When my family gathers for holidays, there is that inevitable conversation peppered with ‘remember when’–some laughter, some tears. Much of the detailed picture isn’t there for me.  The feelings are there and I am often overwhelmed by those feeling yet uncertain of what words triggered the quiet gasp.

Gatherings of retired teachers are huge store houses of what-we-should-have written-for-a-book moments. Again, the details give way to emotions…and I have over 25 years of teaching/feeling-storage.

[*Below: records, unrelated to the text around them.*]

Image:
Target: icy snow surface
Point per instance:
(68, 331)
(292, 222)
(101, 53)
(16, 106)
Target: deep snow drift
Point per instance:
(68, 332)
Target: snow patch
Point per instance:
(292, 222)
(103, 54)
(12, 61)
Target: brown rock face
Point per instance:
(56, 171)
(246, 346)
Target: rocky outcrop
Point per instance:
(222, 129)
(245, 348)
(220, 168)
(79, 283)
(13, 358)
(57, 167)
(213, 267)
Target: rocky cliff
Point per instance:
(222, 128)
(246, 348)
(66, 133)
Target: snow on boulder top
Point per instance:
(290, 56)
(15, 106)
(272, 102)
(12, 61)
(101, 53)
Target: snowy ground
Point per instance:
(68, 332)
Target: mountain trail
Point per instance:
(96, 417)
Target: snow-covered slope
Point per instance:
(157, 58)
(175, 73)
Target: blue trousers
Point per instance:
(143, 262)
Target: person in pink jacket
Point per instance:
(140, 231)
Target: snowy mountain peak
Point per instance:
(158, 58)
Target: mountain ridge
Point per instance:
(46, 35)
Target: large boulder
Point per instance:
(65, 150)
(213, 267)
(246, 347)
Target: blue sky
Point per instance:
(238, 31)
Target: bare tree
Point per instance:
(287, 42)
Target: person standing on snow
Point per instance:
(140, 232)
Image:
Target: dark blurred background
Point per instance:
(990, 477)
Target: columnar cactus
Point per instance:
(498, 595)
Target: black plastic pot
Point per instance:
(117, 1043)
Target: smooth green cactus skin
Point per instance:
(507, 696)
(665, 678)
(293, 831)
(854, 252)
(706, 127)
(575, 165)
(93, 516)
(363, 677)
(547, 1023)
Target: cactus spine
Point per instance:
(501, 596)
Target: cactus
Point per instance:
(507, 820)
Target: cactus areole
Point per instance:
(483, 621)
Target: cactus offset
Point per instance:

Often another person’s words do bring up some specifics, but I usually have to work at finding them.  I remember the children, names, faces and parents but I have lost the faculty meeting type details.

Grief and memories are not good companions.  Grief distorts and memory cannot be trusted when grief is overwhelming.  Difficult passages in my life are gently remembered because I absolutely know that what I felt was very different from reality of fact.

A friend speculated that I lived too much in the moment…that savoring the now kept me from holding the parts of the whole. This friend also said that I operated more emotionally than rationally so the rational details slipped away. Maybe…but I think of myself as rational and I know I deeply miss what seems so elusive–my life.